AI discussions between the Screen Actors Guild–American Federation of Television and Radio Artists (SAG-AFTRA) and the Alliance of Motion Picture and Television Producers (AMPTP) went from a theoretical framework to a bitter battle that spilled into the public when the strike broke out on July 13. SAG-AFTRA released a characterization of the studios’ AI position that was widely shared by outraged actors on social media. The union claimed that studios wanted to scan a background performer’s image, pay them for a half-day’s labor, and then use their likeness for any purpose forever without their consent. They also wanted to make changes to principal performers’ dialogue and create new scenes without informed consent, and use someone’s images, likenesses, and performances to train new generative AI systems without consent or compensation.

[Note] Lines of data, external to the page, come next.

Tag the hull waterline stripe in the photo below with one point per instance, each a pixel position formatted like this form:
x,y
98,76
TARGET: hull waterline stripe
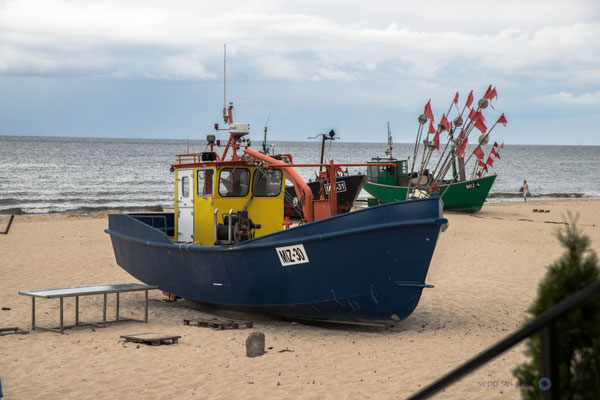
x,y
312,238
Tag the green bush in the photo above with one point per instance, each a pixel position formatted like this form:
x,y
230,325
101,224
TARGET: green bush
x,y
578,331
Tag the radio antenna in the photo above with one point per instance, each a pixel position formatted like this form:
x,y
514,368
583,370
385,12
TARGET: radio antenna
x,y
265,140
225,116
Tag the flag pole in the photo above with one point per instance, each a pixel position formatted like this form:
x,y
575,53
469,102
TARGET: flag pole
x,y
428,145
422,119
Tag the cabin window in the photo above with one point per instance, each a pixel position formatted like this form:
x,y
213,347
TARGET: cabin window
x,y
234,182
267,183
185,186
205,180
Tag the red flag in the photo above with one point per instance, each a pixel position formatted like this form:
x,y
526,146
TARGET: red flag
x,y
428,111
436,140
479,124
494,94
488,93
431,128
479,153
469,100
474,115
445,122
502,120
461,149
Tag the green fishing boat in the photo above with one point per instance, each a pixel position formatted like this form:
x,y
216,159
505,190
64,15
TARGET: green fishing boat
x,y
390,180
391,183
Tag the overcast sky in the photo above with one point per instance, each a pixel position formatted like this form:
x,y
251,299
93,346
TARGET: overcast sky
x,y
155,68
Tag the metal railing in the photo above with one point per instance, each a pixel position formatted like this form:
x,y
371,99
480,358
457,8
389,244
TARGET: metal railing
x,y
545,323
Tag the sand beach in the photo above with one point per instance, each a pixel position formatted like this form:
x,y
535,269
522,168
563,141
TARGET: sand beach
x,y
486,269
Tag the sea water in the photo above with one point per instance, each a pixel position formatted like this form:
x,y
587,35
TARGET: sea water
x,y
58,174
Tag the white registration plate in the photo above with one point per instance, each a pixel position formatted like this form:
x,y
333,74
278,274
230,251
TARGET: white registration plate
x,y
339,187
291,255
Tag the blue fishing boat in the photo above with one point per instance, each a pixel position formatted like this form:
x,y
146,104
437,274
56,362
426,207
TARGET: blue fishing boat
x,y
227,242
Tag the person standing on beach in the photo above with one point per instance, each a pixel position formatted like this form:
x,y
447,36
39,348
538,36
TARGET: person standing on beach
x,y
525,190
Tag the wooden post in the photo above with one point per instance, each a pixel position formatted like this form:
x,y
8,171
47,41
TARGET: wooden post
x,y
146,314
104,312
550,360
76,310
61,315
32,312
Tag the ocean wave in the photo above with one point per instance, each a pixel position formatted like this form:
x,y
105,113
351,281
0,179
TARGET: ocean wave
x,y
29,202
518,195
81,210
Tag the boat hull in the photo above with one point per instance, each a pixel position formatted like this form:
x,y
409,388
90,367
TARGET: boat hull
x,y
466,196
370,264
346,194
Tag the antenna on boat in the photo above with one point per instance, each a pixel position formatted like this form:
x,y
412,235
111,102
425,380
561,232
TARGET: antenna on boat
x,y
265,140
225,116
388,152
331,135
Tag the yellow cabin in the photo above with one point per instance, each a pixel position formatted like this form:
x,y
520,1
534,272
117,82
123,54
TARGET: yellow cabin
x,y
207,193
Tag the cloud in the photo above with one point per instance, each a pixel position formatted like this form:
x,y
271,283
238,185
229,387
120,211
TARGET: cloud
x,y
278,41
567,98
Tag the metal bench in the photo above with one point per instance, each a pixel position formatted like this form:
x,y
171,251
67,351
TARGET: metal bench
x,y
77,291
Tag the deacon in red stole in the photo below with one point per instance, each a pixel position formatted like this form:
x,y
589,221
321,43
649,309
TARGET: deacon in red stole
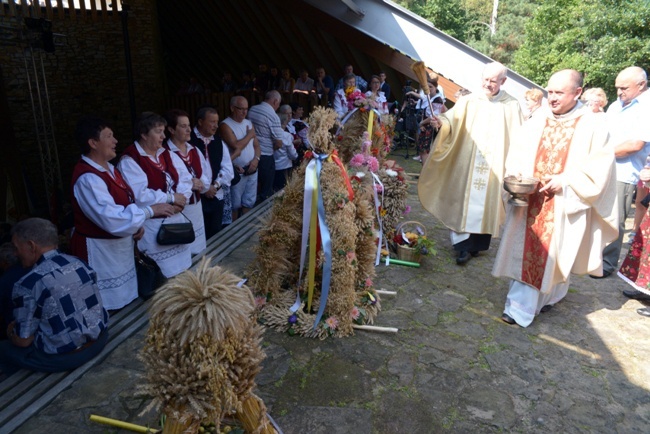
x,y
573,213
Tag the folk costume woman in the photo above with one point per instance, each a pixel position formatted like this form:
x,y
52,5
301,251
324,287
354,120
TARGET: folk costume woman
x,y
375,94
179,131
158,176
106,217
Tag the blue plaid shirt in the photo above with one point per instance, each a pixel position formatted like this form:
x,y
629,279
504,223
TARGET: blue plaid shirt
x,y
58,302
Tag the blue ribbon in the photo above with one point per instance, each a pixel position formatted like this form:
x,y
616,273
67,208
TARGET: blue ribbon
x,y
312,174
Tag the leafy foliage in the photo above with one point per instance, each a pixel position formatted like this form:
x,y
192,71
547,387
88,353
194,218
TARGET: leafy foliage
x,y
597,37
534,38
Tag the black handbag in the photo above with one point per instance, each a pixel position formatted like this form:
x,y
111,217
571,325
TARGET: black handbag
x,y
148,273
175,233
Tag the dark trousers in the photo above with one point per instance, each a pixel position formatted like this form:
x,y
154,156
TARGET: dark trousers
x,y
475,243
212,216
611,254
13,358
265,176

The AMPTP responded by stating that its offers included an “AI proposal which protects performers’ digital likenesses, including a requirement for performers’ consent for the creation and use of digital replicas or for digital alterations of a performance.”
SAG-AFTRA emphasized the need to protect “human-created work,” including alterations to the “voice, likeness or performance” of an actor. The importance of protecting voice work is particularly notable, as the voices of the late Anthony Bourdain and Andy Warhol have both been recreated for recent documentaries, raising concerns among union members who make a living doing voiceovers.
In screenwriters’ contract talks, the Writers Guild of America (WGA) said it would allow for the use of AI, but only as a tool for writers to use in their own work. They do not want AI to affect the credits that are essential to their prestige and pay. The guild wants to prevent raw, AI-generated storylines or dialogue from being regarded as “literary material,” a term in their contracts for scripts and other story forms a screenwriter produces. This means they wouldn’t be competing with computers for credit or for an original screenplay Oscar.
The AMPTP stated that writers “want to be able to use this technology as part of their creative process, without changing how credits are determined, which is complicated given AI material can’t be copyrighted.” The studios emphasized that previous writers’ contracts established that any “corporate or impersonal purveyor” of literary material is not a screenwriter. “Only a ‘person’ can be considered a writer,” the AMPTP said. “AI-generated material would not be eligible for writing credit.”
While this position could assuage writers’ worries about sharing credit with AI, it could also lead to no one getting credit when they “collaborate” with AI. Modern screenwriting contracts, and who gets what credit, are already complex, with the guild often stepping in to sort out detailed legal language to determine whose name is preceded by “written by,” whose name comes before “story by,” or whose name follows “from characters created by.” Introducing AI into the mix threatens to complicate these terms even further.
Nicolas Cage’s fears about AI reflect broader concerns within the entertainment industry and beyond. As AI technology continues to advance, the ethical and practical implications of its use will remain a contentious and critical issue.